Es ist geschafft, der Landeshaushalt 2021 ist beschlossen. Starke Nerven sind notwendig, um in diesen Tagen nicht den fiskalischen Weitblick zu verlieren. Die größte Herausforderung ist und bleibt die Bewältigung der Corona Pandemie. Gravierende Veränderungen bei den Einnahmen der Gemeinden, des Landes und des Bundes sind zu bewältigen. Die Ausgaben, ob in der Daseinsvorsorge wie Krankenhäuser, Kita oder Schule oder den vielen freiwilligen Leistungen des Staates dürfen aber nicht pauschal herunter gefahren werden.
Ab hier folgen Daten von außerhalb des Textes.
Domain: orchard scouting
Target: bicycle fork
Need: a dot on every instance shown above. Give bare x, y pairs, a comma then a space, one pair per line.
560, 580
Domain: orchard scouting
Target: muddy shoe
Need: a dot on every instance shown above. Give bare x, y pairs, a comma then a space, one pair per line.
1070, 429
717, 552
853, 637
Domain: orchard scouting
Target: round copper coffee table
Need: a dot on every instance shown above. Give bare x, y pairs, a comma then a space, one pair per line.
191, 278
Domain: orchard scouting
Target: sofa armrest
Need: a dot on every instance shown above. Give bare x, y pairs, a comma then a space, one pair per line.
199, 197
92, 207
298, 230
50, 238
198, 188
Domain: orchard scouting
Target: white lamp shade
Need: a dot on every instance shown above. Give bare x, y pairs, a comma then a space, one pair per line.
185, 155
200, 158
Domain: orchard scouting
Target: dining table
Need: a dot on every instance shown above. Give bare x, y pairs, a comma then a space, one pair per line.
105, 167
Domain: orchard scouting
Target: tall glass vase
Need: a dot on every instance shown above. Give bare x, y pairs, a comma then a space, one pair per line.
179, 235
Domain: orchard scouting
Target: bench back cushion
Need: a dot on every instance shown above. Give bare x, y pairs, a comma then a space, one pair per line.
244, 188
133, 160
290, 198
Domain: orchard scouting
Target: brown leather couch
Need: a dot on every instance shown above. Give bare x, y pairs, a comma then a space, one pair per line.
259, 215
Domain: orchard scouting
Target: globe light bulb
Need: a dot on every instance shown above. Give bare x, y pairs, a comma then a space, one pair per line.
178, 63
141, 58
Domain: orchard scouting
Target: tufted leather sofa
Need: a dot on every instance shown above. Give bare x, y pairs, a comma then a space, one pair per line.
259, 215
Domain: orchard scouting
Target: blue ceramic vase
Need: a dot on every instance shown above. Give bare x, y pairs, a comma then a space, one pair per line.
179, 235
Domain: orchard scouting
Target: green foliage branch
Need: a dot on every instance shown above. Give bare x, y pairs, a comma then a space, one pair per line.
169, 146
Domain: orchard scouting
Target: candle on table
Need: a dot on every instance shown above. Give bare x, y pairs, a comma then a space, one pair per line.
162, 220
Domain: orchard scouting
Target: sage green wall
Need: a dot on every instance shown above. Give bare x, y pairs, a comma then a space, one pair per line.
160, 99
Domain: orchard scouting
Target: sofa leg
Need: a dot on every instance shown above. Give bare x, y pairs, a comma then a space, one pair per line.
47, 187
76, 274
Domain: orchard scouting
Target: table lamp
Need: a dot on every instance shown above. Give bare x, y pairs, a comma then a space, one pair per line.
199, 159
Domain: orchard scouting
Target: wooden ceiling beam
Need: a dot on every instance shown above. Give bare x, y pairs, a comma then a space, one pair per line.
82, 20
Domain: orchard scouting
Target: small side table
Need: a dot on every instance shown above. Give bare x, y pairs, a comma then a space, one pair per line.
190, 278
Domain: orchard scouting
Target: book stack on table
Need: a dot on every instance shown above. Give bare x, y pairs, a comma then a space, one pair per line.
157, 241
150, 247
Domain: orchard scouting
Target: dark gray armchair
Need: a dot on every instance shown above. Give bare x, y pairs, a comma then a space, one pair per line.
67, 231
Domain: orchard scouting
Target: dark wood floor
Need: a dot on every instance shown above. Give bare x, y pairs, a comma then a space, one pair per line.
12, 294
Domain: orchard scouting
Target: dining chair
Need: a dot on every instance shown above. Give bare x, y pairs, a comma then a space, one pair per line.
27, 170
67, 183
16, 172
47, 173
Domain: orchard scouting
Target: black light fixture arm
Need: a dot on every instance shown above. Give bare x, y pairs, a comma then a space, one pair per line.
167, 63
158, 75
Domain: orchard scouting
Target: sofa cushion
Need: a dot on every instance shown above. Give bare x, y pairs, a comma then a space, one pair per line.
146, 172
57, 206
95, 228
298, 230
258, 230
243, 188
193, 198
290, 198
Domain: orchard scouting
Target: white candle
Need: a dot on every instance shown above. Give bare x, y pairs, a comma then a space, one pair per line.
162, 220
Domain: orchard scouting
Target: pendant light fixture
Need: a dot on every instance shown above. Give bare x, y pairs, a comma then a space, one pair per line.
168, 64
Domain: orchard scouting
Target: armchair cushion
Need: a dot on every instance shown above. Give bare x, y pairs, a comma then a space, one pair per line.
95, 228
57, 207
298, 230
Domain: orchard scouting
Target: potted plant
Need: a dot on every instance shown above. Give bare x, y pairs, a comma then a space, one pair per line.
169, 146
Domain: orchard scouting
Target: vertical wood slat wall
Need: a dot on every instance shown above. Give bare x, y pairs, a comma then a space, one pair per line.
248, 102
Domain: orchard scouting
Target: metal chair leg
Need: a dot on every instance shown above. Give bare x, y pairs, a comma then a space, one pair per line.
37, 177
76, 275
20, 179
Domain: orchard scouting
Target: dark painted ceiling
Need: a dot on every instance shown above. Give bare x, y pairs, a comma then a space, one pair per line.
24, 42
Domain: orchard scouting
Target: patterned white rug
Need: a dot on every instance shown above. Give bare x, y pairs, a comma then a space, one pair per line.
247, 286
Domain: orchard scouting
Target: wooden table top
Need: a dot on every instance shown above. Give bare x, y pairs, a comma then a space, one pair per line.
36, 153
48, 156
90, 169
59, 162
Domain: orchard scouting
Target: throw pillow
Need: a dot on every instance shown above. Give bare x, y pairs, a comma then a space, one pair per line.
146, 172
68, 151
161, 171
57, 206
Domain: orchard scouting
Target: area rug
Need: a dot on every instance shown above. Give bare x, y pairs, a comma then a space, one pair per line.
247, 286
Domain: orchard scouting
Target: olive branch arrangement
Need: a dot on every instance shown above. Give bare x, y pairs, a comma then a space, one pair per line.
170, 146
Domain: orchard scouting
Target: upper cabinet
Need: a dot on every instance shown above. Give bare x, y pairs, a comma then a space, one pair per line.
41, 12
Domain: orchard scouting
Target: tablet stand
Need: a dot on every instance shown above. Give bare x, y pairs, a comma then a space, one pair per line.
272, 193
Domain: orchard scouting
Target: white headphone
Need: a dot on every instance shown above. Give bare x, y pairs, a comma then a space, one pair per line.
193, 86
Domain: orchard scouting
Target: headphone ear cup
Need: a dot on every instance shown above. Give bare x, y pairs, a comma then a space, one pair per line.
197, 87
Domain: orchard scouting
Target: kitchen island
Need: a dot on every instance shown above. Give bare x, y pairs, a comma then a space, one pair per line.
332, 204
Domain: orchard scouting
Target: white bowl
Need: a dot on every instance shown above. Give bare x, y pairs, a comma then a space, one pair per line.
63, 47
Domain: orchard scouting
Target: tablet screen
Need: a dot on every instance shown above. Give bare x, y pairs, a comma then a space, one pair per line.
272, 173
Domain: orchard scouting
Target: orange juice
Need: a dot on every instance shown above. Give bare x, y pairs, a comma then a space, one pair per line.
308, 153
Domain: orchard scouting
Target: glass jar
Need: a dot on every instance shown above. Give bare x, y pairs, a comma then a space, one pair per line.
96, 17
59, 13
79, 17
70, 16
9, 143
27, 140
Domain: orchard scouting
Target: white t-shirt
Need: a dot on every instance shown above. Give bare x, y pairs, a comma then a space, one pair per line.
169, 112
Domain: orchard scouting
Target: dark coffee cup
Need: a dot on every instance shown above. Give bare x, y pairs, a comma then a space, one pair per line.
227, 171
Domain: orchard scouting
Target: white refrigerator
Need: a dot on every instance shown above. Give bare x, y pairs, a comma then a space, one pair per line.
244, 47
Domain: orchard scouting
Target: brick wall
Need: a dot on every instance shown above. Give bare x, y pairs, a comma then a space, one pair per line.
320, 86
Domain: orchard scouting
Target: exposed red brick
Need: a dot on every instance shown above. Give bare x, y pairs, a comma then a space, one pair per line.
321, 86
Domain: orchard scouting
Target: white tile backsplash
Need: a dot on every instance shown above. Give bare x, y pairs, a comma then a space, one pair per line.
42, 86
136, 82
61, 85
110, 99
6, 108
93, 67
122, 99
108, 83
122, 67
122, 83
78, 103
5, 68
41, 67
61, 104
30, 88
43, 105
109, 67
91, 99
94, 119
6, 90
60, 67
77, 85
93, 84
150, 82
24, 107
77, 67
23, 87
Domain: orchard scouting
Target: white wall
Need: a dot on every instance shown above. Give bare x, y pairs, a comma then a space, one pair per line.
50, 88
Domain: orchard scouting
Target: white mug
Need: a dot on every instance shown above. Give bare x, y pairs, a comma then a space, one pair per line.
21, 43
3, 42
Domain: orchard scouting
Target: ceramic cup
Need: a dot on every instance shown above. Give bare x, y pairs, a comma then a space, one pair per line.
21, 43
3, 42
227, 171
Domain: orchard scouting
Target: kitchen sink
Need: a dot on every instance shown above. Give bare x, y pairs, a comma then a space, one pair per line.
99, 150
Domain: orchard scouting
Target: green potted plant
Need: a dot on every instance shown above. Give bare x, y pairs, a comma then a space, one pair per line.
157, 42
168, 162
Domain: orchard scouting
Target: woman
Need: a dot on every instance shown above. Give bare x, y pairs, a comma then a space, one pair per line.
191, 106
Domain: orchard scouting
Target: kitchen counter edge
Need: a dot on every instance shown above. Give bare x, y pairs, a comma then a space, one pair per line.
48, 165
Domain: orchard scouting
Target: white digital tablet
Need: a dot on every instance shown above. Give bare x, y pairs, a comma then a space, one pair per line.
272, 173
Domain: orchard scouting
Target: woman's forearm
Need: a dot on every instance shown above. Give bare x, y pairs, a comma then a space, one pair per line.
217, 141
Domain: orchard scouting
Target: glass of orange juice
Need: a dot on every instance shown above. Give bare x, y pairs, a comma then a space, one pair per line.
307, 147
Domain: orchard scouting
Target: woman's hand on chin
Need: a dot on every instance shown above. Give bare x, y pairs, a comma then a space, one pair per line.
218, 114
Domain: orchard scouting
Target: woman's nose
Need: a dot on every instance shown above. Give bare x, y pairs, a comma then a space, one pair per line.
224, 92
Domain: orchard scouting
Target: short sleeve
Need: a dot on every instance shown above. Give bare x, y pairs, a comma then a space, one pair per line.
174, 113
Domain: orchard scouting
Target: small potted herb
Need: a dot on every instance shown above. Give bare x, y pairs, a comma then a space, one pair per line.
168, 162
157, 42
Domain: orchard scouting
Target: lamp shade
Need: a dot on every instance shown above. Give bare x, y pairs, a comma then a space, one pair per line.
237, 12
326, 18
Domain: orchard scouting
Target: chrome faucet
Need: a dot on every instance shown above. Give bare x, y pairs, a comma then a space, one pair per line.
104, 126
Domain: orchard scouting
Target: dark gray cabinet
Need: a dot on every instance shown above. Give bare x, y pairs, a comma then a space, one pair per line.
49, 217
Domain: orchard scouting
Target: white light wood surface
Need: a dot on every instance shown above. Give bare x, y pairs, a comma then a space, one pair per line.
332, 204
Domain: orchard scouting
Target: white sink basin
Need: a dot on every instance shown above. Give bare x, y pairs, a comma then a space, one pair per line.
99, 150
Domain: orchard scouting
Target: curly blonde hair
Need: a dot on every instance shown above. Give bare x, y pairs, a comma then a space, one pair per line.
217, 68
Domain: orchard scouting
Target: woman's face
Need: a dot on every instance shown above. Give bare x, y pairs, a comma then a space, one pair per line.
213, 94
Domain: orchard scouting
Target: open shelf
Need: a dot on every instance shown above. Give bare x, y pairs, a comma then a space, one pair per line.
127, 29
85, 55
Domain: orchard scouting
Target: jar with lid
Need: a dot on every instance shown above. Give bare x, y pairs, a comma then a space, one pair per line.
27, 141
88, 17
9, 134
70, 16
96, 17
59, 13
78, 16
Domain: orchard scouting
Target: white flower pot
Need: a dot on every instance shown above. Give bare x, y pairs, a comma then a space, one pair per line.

Dies wäre verantwortungslos und würde die Situation noch verschärfen. 

Ja, der Landeshaushalt konnte nur durch eine Kreditermächtigung von 2,4 Mrd. € ausgeglichen werden. Diese mögliche Kreditaufnahme deckt ausschliesslich Corona bedingte Leistungen des Landes. Die in wenigen Tagen beginnende Impfung gegen das Virus mit derzeit ca. 300 Mio. € Kosten fällt darunter. 

Fast 1/3 der Kredite sichern die kommunale Daseinsvorsorge. Der kommunale Rettungsschirm hat für die Jahre 2021 und 2022 ein Volumen von insgesamt 434 Millionen €.  Allein 2021 unterstützt das Land die Kommunen mit 286,1 Million Euro, damit  das Leben vor Ort erhalten wird und vor allen weiter investiert werden kann. Um dem Kommunen aber auch eine Planbarkeit geben zu können, unterstützen wir sie 2022 mit 147,8 Mio. Euro. Die wirtschaftlichen folgen werden wir auch dann noch spüren.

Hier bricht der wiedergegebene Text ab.